Auctions on the Internet
The magic of Google
Every time you type something into Google, an auction is run. In milliseconds, the system takes the bids entered by potential advertisers, weights it by quality, and serves you the relevant results. It is an incredible feat of engineering, and incredibly profitable too. Let’s learn about it.
The system does not require any sophistication from bidders – they do not have to have a bot punch the button each time. Rather, people have the ability to submit bids on keywords, and the highest N bids out of K bidders win a slot, ordered by their bid. Like a second price auction, the highest bidder pays the second highest price. This mechanism is generalized to all m slots, so that everyone pays the valuation of the bidder one slot below them. This is called the generalized second-price mechanism.

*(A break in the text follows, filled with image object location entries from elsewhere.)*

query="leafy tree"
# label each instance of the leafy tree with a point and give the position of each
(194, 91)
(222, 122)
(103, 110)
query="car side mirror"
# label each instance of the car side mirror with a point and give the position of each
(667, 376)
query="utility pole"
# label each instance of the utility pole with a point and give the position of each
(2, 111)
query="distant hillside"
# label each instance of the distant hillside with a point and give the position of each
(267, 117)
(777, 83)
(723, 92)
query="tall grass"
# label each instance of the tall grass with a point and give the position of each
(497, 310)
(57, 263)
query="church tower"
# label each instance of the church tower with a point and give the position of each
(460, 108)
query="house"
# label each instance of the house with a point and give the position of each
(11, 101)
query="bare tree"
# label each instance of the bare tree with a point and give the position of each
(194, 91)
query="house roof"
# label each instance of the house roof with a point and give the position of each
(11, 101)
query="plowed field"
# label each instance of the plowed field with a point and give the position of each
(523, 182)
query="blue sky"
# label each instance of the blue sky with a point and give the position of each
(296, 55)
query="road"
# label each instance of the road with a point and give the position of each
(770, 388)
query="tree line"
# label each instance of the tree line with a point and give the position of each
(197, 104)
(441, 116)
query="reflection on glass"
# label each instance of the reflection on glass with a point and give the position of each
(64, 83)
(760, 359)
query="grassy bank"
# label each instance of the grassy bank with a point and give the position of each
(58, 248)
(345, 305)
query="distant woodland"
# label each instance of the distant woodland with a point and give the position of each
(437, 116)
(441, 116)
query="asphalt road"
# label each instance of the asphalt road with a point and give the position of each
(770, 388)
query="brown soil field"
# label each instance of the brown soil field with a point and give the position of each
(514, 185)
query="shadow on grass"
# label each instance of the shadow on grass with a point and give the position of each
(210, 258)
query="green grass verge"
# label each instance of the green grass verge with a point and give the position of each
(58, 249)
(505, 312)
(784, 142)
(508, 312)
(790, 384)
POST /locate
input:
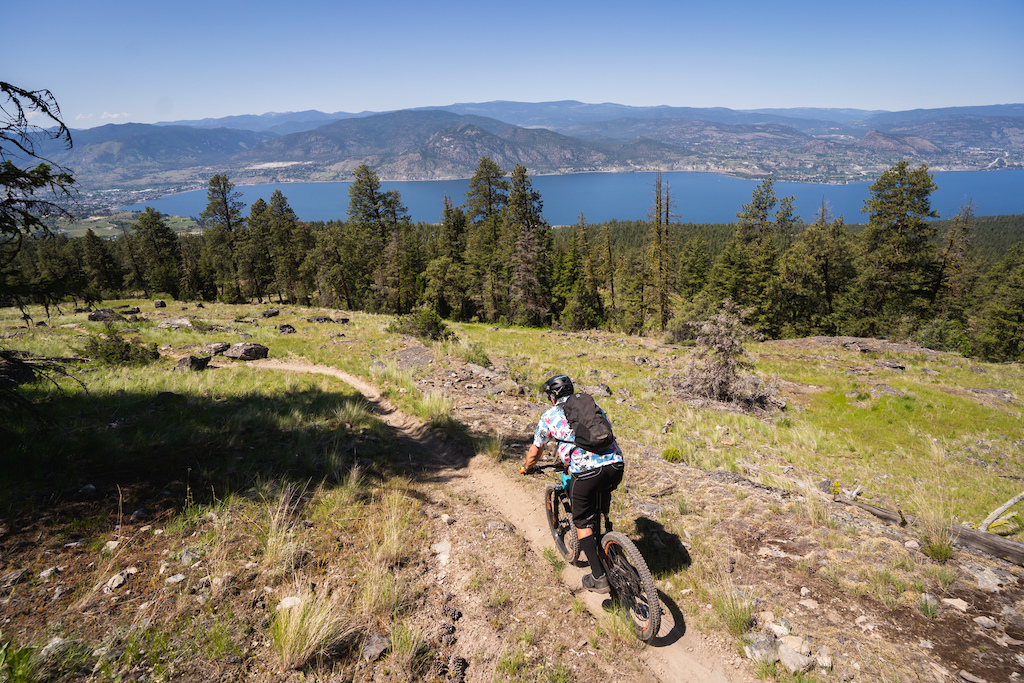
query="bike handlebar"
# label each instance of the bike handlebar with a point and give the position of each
(547, 466)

This is similar to the Vickrey-Clarke-Groves (VCG) mechanism, which is the mechanism by which we can allocate any number of goods among any number of buyers. To put the mechanism extremely simply, we state our values, calculate how to allocate the goods, and then pay a fee equivalent to the value we are depriving others of having. With one good, this is the second price auction – we are paying the amount which the second highest bidder would have valued it at. With multiple slots, it is no longer the VCG mechanism, because the value we are depriving others is not just the one right below, but also other advertisers who would have gotten a higher slot, but we can show that the revenue to the seller is the same. We don’t implement the actual VCG mechanism because it is computationally infeasible. The way in which you are incentivized not to tell the truth is that you will shade your bid down if all the slots are filled. However, the total revenue will be the same.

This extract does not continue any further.